Certificate health in our API

We'll assume you've already got the API authentication settled and you have our API key with you.

Retrieving info on the certificate health

If a site has an enabled certificate health check you can get some info on the detected certificate /api/certificate-health endpoint. To use this endpoint you'll need to now the site id of your site. You can get all sites ids by calling the get all sites enpoint.

Here's an example where we get the certificate health of the site with ID 1.

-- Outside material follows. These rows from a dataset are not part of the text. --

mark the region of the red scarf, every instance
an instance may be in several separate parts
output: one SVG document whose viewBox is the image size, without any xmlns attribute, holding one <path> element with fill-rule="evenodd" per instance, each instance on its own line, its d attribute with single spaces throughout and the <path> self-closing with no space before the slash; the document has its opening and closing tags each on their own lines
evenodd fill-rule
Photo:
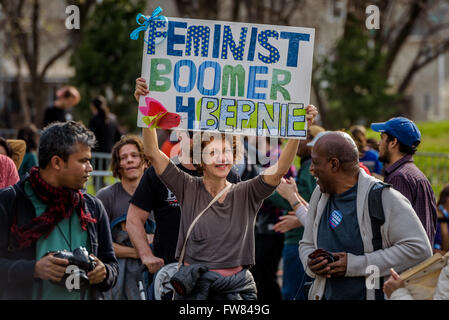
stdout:
<svg viewBox="0 0 449 320">
<path fill-rule="evenodd" d="M 38 167 L 30 170 L 28 181 L 34 193 L 47 205 L 47 209 L 22 227 L 17 225 L 17 217 L 14 215 L 10 232 L 17 239 L 20 248 L 28 248 L 42 236 L 47 238 L 53 228 L 62 219 L 70 218 L 77 208 L 80 209 L 80 224 L 83 230 L 87 230 L 88 222 L 97 222 L 89 212 L 84 212 L 84 198 L 81 191 L 50 186 L 40 177 Z"/>
</svg>

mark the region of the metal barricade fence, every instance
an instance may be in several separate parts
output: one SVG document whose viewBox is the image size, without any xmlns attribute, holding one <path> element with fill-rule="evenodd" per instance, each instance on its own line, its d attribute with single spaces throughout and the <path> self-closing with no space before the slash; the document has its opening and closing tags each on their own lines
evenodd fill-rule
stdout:
<svg viewBox="0 0 449 320">
<path fill-rule="evenodd" d="M 449 154 L 417 152 L 413 158 L 416 166 L 429 179 L 438 200 L 441 190 L 449 183 Z"/>
<path fill-rule="evenodd" d="M 90 173 L 86 188 L 90 194 L 95 195 L 98 190 L 115 183 L 117 179 L 112 176 L 110 153 L 92 152 L 91 164 L 94 170 Z"/>
</svg>

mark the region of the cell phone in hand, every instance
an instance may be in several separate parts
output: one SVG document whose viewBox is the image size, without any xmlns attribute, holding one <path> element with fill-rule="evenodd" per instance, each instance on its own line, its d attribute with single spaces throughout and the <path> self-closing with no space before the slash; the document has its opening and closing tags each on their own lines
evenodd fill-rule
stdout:
<svg viewBox="0 0 449 320">
<path fill-rule="evenodd" d="M 332 262 L 338 261 L 338 256 L 334 256 L 329 251 L 326 251 L 321 248 L 316 249 L 311 254 L 309 254 L 309 259 L 312 259 L 312 260 L 319 258 L 319 257 L 324 257 L 324 259 L 327 260 L 327 263 L 332 263 Z"/>
</svg>

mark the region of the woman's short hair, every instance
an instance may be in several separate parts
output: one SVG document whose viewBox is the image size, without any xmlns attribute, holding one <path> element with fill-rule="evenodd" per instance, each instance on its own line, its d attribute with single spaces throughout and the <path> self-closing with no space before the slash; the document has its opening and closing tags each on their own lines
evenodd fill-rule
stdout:
<svg viewBox="0 0 449 320">
<path fill-rule="evenodd" d="M 122 175 L 120 174 L 120 149 L 127 144 L 135 145 L 139 151 L 140 159 L 144 162 L 142 165 L 146 164 L 147 166 L 150 166 L 150 161 L 144 153 L 142 139 L 134 134 L 124 135 L 114 144 L 111 151 L 111 170 L 114 178 L 122 178 Z"/>
</svg>

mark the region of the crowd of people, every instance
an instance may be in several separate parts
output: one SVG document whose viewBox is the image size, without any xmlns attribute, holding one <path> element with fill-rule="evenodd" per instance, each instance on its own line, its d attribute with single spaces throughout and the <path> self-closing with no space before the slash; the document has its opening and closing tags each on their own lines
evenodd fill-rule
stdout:
<svg viewBox="0 0 449 320">
<path fill-rule="evenodd" d="M 102 96 L 86 127 L 70 115 L 80 99 L 64 87 L 42 130 L 0 139 L 0 299 L 411 299 L 400 274 L 449 249 L 449 186 L 437 201 L 409 119 L 371 124 L 377 143 L 360 125 L 326 131 L 308 106 L 306 139 L 239 149 L 224 134 L 123 135 Z M 118 181 L 95 196 L 93 151 Z"/>
</svg>

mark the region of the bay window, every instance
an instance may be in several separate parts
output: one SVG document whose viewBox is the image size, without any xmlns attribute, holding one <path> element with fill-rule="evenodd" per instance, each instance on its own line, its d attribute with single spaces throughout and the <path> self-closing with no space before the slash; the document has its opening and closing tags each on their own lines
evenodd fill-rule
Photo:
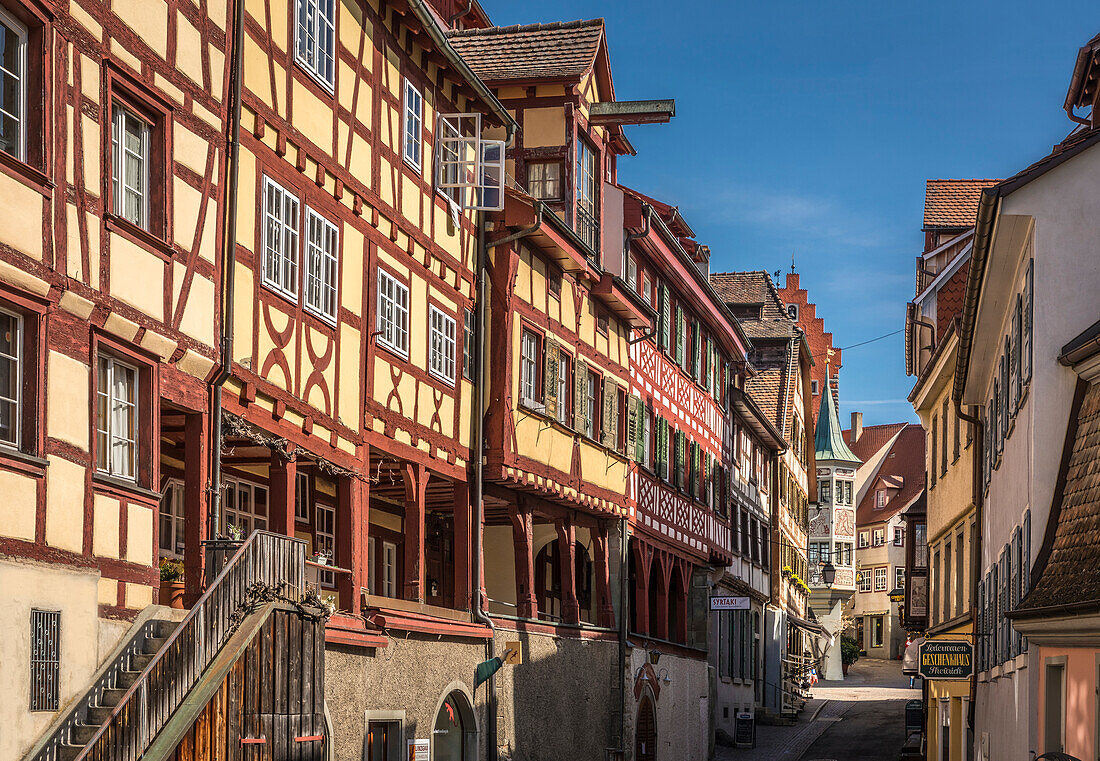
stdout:
<svg viewBox="0 0 1100 761">
<path fill-rule="evenodd" d="M 0 151 L 24 161 L 27 142 L 27 27 L 0 8 Z"/>
<path fill-rule="evenodd" d="M 329 323 L 336 322 L 337 252 L 340 235 L 336 225 L 313 209 L 306 210 L 305 306 Z"/>
<path fill-rule="evenodd" d="M 22 418 L 23 319 L 0 310 L 0 444 L 18 448 Z"/>
<path fill-rule="evenodd" d="M 112 356 L 99 358 L 96 467 L 120 478 L 137 477 L 138 371 Z"/>
<path fill-rule="evenodd" d="M 409 357 L 409 289 L 384 270 L 378 270 L 378 343 Z"/>
<path fill-rule="evenodd" d="M 294 58 L 329 90 L 336 82 L 336 0 L 298 0 Z"/>
<path fill-rule="evenodd" d="M 150 124 L 119 103 L 111 118 L 112 211 L 149 229 Z"/>
<path fill-rule="evenodd" d="M 455 381 L 455 320 L 437 307 L 428 309 L 428 372 L 440 380 Z"/>
</svg>

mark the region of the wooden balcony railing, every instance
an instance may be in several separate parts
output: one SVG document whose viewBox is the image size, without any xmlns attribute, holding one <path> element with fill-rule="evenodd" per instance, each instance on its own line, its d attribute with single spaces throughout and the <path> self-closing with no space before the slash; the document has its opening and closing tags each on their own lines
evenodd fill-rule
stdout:
<svg viewBox="0 0 1100 761">
<path fill-rule="evenodd" d="M 137 761 L 232 636 L 257 582 L 290 600 L 305 590 L 301 539 L 254 531 L 119 700 L 74 761 Z"/>
</svg>

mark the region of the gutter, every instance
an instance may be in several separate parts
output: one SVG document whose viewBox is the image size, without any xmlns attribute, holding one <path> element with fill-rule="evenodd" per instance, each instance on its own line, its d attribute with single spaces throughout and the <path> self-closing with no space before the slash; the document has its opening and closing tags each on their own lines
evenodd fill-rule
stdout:
<svg viewBox="0 0 1100 761">
<path fill-rule="evenodd" d="M 633 244 L 634 241 L 636 241 L 640 238 L 644 238 L 647 235 L 649 235 L 649 231 L 653 228 L 653 207 L 650 206 L 648 203 L 645 203 L 643 201 L 642 202 L 642 213 L 645 214 L 645 227 L 642 228 L 642 231 L 640 233 L 627 233 L 626 234 L 626 244 L 623 246 L 623 251 L 625 252 L 626 256 L 628 256 L 628 257 L 630 256 L 630 246 L 631 246 L 631 244 Z M 647 304 L 646 306 L 649 306 L 649 305 Z M 634 338 L 628 338 L 626 340 L 627 344 L 630 345 L 630 346 L 633 346 L 636 343 L 641 343 L 642 341 L 648 341 L 649 339 L 653 338 L 655 335 L 657 335 L 657 331 L 660 328 L 660 323 L 661 323 L 661 314 L 658 313 L 657 314 L 657 319 L 655 319 L 653 321 L 653 329 L 650 330 L 648 333 L 642 333 L 640 336 L 635 336 Z"/>
<path fill-rule="evenodd" d="M 982 188 L 978 201 L 978 221 L 974 227 L 974 247 L 970 253 L 970 272 L 963 292 L 962 326 L 959 330 L 959 358 L 955 365 L 955 382 L 952 396 L 962 399 L 966 379 L 970 371 L 970 353 L 973 349 L 974 321 L 978 317 L 982 281 L 989 261 L 989 249 L 993 245 L 993 228 L 1001 208 L 999 185 Z"/>
<path fill-rule="evenodd" d="M 973 270 L 971 270 L 973 272 Z M 958 377 L 956 373 L 956 377 Z M 973 621 L 971 630 L 974 632 L 974 646 L 977 647 L 978 637 L 985 636 L 985 632 L 978 631 L 978 581 L 981 578 L 981 562 L 982 562 L 982 537 L 985 532 L 982 530 L 982 521 L 985 514 L 985 504 L 983 500 L 984 489 L 982 488 L 982 458 L 981 449 L 982 441 L 984 440 L 983 425 L 980 418 L 976 415 L 970 415 L 963 412 L 962 399 L 958 394 L 952 395 L 952 401 L 955 403 L 955 415 L 959 420 L 965 420 L 973 426 L 974 440 L 970 447 L 970 473 L 971 473 L 971 499 L 974 502 L 974 525 L 978 527 L 978 530 L 974 532 L 973 547 L 970 548 L 970 620 Z M 974 706 L 977 703 L 978 697 L 978 669 L 975 667 L 971 669 L 970 674 L 970 710 L 969 716 L 966 717 L 967 724 L 970 729 L 974 729 Z"/>
<path fill-rule="evenodd" d="M 237 249 L 237 188 L 240 177 L 241 150 L 241 79 L 243 76 L 244 49 L 244 0 L 237 0 L 233 6 L 233 53 L 232 102 L 229 112 L 229 140 L 226 146 L 229 153 L 228 187 L 225 199 L 228 203 L 225 218 L 225 233 L 222 239 L 222 331 L 221 331 L 221 368 L 211 382 L 210 414 L 210 510 L 207 537 L 213 539 L 221 525 L 221 473 L 222 473 L 222 387 L 229 380 L 233 368 L 233 317 L 236 284 Z"/>
</svg>

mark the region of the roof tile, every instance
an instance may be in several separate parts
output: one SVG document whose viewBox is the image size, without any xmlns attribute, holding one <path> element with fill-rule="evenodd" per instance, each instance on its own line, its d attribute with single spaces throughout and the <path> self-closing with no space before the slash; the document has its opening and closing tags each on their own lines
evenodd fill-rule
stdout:
<svg viewBox="0 0 1100 761">
<path fill-rule="evenodd" d="M 486 82 L 579 79 L 596 60 L 603 19 L 491 26 L 447 33 L 451 47 Z"/>
<path fill-rule="evenodd" d="M 928 180 L 924 191 L 925 227 L 973 227 L 982 188 L 1000 180 Z"/>
<path fill-rule="evenodd" d="M 864 429 L 865 432 L 866 430 Z M 861 440 L 864 438 L 866 433 L 860 436 Z M 882 509 L 875 508 L 875 489 L 867 490 L 856 508 L 857 526 L 889 520 L 924 491 L 924 429 L 915 423 L 905 424 L 904 429 L 894 440 L 893 446 L 890 447 L 890 453 L 886 455 L 878 472 L 875 473 L 872 485 L 879 479 L 896 478 L 901 479 L 901 490 L 892 495 L 886 507 Z"/>
</svg>

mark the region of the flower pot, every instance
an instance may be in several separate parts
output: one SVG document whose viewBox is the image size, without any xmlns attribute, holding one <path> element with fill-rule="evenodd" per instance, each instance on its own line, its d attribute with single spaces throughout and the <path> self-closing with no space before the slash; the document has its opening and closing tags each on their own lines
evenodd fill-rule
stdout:
<svg viewBox="0 0 1100 761">
<path fill-rule="evenodd" d="M 183 610 L 183 591 L 184 583 L 182 581 L 162 581 L 160 583 L 160 604 L 176 610 Z"/>
<path fill-rule="evenodd" d="M 842 672 L 842 673 L 844 674 L 844 676 L 848 676 L 848 667 L 849 667 L 850 665 L 852 665 L 852 664 L 850 664 L 850 663 L 843 663 L 843 662 L 842 662 L 842 663 L 840 664 L 840 670 L 841 670 L 841 672 Z"/>
</svg>

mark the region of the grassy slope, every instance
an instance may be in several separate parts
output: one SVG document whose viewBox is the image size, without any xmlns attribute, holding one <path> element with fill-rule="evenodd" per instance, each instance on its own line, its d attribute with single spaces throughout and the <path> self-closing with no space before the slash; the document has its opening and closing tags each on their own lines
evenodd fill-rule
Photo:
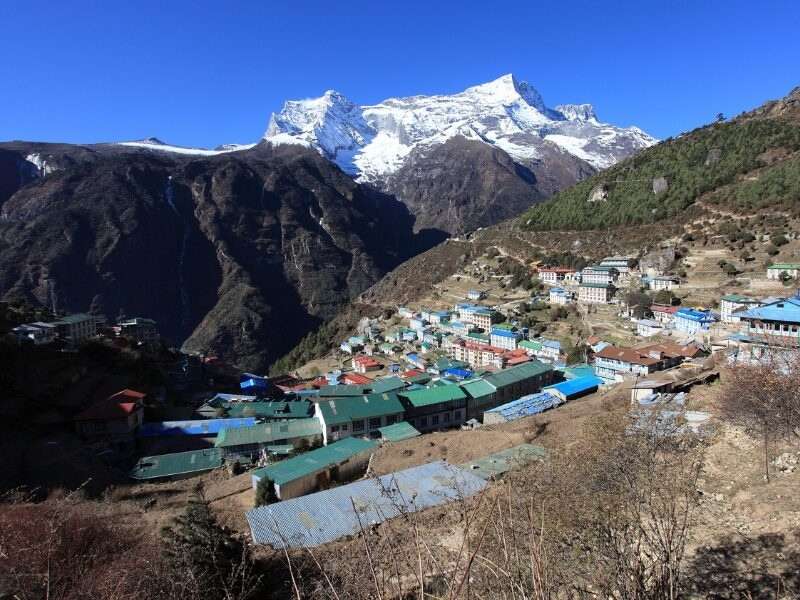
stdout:
<svg viewBox="0 0 800 600">
<path fill-rule="evenodd" d="M 701 196 L 727 210 L 797 210 L 798 105 L 800 91 L 795 90 L 729 122 L 665 140 L 532 207 L 520 223 L 534 231 L 655 223 L 687 216 Z M 666 178 L 668 189 L 655 194 L 653 182 L 660 177 Z M 601 186 L 607 200 L 589 202 Z"/>
</svg>

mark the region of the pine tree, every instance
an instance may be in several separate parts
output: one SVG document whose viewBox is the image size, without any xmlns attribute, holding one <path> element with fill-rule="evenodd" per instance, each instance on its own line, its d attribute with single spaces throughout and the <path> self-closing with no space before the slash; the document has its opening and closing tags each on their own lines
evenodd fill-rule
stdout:
<svg viewBox="0 0 800 600">
<path fill-rule="evenodd" d="M 255 592 L 247 548 L 219 525 L 207 502 L 191 500 L 161 537 L 167 567 L 186 582 L 187 595 L 243 600 Z"/>
</svg>

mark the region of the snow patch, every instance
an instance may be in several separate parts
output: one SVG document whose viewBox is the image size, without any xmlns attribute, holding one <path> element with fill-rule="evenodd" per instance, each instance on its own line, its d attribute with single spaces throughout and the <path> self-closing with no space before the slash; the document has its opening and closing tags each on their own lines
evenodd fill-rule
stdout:
<svg viewBox="0 0 800 600">
<path fill-rule="evenodd" d="M 216 156 L 218 154 L 228 154 L 230 152 L 239 152 L 241 150 L 249 150 L 255 144 L 224 144 L 215 150 L 208 150 L 207 148 L 187 148 L 185 146 L 173 146 L 166 144 L 158 138 L 150 137 L 144 140 L 136 140 L 132 142 L 117 142 L 117 146 L 129 146 L 132 148 L 145 148 L 147 150 L 156 150 L 159 152 L 172 152 L 173 154 L 188 154 L 194 156 Z"/>
</svg>

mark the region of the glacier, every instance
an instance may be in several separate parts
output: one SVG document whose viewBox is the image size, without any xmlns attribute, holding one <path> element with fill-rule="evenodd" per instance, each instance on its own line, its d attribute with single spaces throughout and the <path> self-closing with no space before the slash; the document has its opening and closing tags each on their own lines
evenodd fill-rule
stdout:
<svg viewBox="0 0 800 600">
<path fill-rule="evenodd" d="M 591 104 L 548 108 L 533 86 L 512 74 L 457 94 L 372 105 L 328 90 L 319 98 L 287 101 L 270 117 L 263 139 L 314 148 L 346 173 L 371 182 L 400 169 L 412 151 L 455 136 L 494 145 L 527 164 L 543 160 L 552 145 L 596 169 L 658 141 L 637 127 L 601 122 Z"/>
</svg>

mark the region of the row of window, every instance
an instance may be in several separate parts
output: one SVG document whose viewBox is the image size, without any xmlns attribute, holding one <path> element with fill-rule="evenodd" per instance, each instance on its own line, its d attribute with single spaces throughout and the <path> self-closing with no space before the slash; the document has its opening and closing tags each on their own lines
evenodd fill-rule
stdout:
<svg viewBox="0 0 800 600">
<path fill-rule="evenodd" d="M 386 425 L 392 425 L 394 423 L 399 423 L 403 420 L 401 415 L 387 415 L 385 417 Z M 363 432 L 366 428 L 366 421 L 364 419 L 360 419 L 358 421 L 353 421 L 353 432 L 360 433 Z M 369 429 L 378 429 L 382 427 L 383 424 L 381 423 L 381 417 L 373 417 L 369 419 Z M 350 425 L 344 423 L 343 425 L 331 425 L 331 433 L 338 433 L 339 431 L 349 431 Z"/>
<path fill-rule="evenodd" d="M 441 421 L 439 419 L 440 416 L 441 416 Z M 453 411 L 453 420 L 452 420 L 452 422 L 453 423 L 458 423 L 460 421 L 461 421 L 461 411 L 460 410 Z M 428 417 L 420 417 L 418 419 L 414 419 L 412 421 L 412 425 L 414 425 L 415 427 L 417 427 L 419 429 L 426 429 L 428 427 L 428 422 L 429 422 Z M 450 413 L 449 412 L 442 413 L 441 415 L 432 415 L 430 417 L 430 426 L 431 427 L 438 427 L 440 424 L 443 425 L 443 426 L 449 426 L 450 423 L 451 423 L 451 421 L 450 421 Z"/>
</svg>

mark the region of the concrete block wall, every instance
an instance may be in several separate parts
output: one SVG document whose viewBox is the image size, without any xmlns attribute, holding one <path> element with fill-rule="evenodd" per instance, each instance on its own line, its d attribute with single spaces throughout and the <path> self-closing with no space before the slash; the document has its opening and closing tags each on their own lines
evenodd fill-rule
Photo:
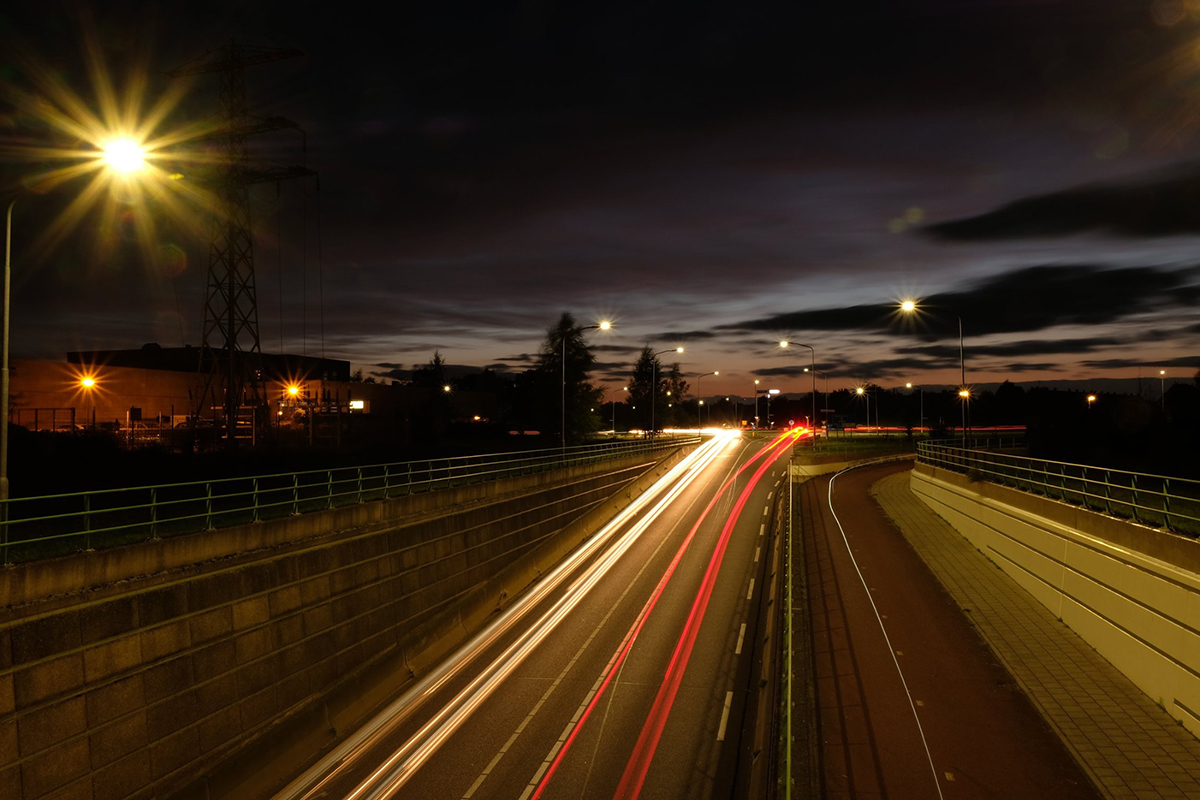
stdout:
<svg viewBox="0 0 1200 800">
<path fill-rule="evenodd" d="M 657 464 L 4 570 L 0 797 L 254 796 L 281 777 L 269 759 L 255 762 L 257 784 L 200 776 L 251 742 L 294 761 L 333 741 L 465 635 L 464 614 L 478 623 L 536 577 L 523 558 L 565 546 L 550 547 Z"/>
<path fill-rule="evenodd" d="M 923 464 L 912 490 L 1200 736 L 1200 541 Z"/>
</svg>

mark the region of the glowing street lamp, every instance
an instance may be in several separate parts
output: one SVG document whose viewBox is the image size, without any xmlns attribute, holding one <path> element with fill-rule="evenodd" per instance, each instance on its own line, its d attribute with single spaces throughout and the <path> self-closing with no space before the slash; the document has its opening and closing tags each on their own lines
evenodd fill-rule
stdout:
<svg viewBox="0 0 1200 800">
<path fill-rule="evenodd" d="M 8 279 L 5 278 L 5 286 L 8 285 Z M 7 306 L 5 306 L 7 308 Z M 1162 404 L 1163 413 L 1167 411 L 1167 371 L 1160 369 L 1158 371 L 1158 402 Z"/>
<path fill-rule="evenodd" d="M 900 310 L 905 314 L 915 314 L 917 312 L 917 303 L 915 300 L 905 300 L 900 303 Z M 962 440 L 963 447 L 967 446 L 967 401 L 971 399 L 971 390 L 967 387 L 967 362 L 963 357 L 963 321 L 958 314 L 952 314 L 958 320 L 958 371 L 959 384 L 958 396 L 962 398 Z"/>
<path fill-rule="evenodd" d="M 904 388 L 911 392 L 913 388 L 912 381 L 904 384 Z M 921 393 L 921 417 L 917 420 L 917 430 L 920 430 L 925 427 L 925 389 L 918 386 L 917 391 Z"/>
<path fill-rule="evenodd" d="M 813 439 L 813 442 L 815 443 L 817 441 L 817 351 L 813 349 L 813 346 L 811 344 L 801 344 L 800 342 L 789 342 L 786 339 L 781 341 L 779 343 L 779 346 L 786 348 L 793 344 L 796 345 L 797 347 L 807 347 L 809 355 L 812 356 L 812 367 L 811 367 L 811 374 L 812 374 L 812 427 L 813 427 L 812 439 Z M 804 371 L 810 372 L 810 369 L 806 368 Z M 828 392 L 826 394 L 828 394 Z"/>
<path fill-rule="evenodd" d="M 700 418 L 700 414 L 704 411 L 704 398 L 700 396 L 700 379 L 706 375 L 720 375 L 720 370 L 706 372 L 704 375 L 696 376 L 696 432 L 698 433 L 704 427 L 704 420 Z"/>
<path fill-rule="evenodd" d="M 120 173 L 129 173 L 136 169 L 134 162 L 138 164 L 145 162 L 146 153 L 141 145 L 134 143 L 132 140 L 119 140 L 124 142 L 117 146 L 111 153 L 108 148 L 105 148 L 100 156 L 100 161 L 104 163 L 112 171 Z M 115 144 L 115 142 L 114 142 Z M 8 211 L 5 214 L 4 222 L 4 310 L 3 323 L 0 324 L 0 336 L 3 336 L 4 343 L 0 346 L 0 503 L 8 500 L 8 351 L 9 351 L 9 307 L 10 307 L 10 287 L 12 284 L 12 216 L 13 207 L 17 204 L 17 199 L 14 197 L 8 201 Z M 0 521 L 3 515 L 7 515 L 7 506 L 0 511 Z"/>
<path fill-rule="evenodd" d="M 137 172 L 146 166 L 146 150 L 133 139 L 113 139 L 101 148 L 101 160 L 122 174 Z"/>
<path fill-rule="evenodd" d="M 658 400 L 658 357 L 667 353 L 682 353 L 682 347 L 676 347 L 674 350 L 661 350 L 654 354 L 654 358 L 650 359 L 650 435 L 654 435 L 656 430 L 654 427 L 654 407 L 658 405 L 655 401 Z M 670 394 L 670 392 L 667 392 Z M 670 406 L 667 406 L 670 408 Z"/>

$ curl https://ohdear.app/api/certificate-health/1 \
    -H 'Authorization: Bearer bgUKSWYL30iHg5w0WTDGHfubt5L1HBTr0atAehCeSqwNTqkU9rOmsNEmWf6Y' \
    -H 'Accept: application/json' \
    -H 'Content-Type: application/json'

The output will be an object with these 3 keys:

  • certificate_details: an array with some details on the detected certifcate
  • certificate_checks: an array with info on the checks we performed on the certificate
  • certificate_chain_issuers: an array containing the names of all the issuers in the certificate chain

Here's what it looks like.

{
   "certificate_details":{
      "issuer":"Let's Encrypt Authority X3",
      "valid_from":"2018-08-25 17:35:38",
      "valid_until":"2018-11-23 17:35:38"
   },
   "certificate_checks":[
      {
         "type":"expiresSoon",
         "label":"Will not expire in the next 14 days",
         "result":false
      },
      {
         "type":"invalidChain",
         "label":"Has a valid chain",
         "result":false
      },
      {
         "type":"coversWrongDomain",
         "label":"Covers the right domain",
         "result":false
      },
      {
         "type":"doesNotConnectWithRootCertificate",
         "label":"Connects with a root certificate",
         "result":false
      },
      {
         "type":"notYetActive",
         "label":"Is currently active",
         "result":false
      },
      {
         "type":"isSelfSigned",
         "label":"Is not self signed",
         "result":false
      },
      {
         "type":"usesInvalidHash",
         "label":"Uses valid hash",
         "result":false
      },
      {
         "type":"hasExpired",
         "label":"Has not expired",
         "result":false
      },
      {
         "type":"hasChanged",
         "label":"Unchanged since last checked",
         "result":false
      }
   ],
   "certificate_chain_issuers":[
      "US, Let's Encrypt, Let's Encrypt Authority X3",
      "Digital Signature Trust Co., DST Root CA X3"
   ]
}

To determine the overal health of the certificate, you can look at all the checks in the certificate_checks result. Those with a value of "result":true have a failed check.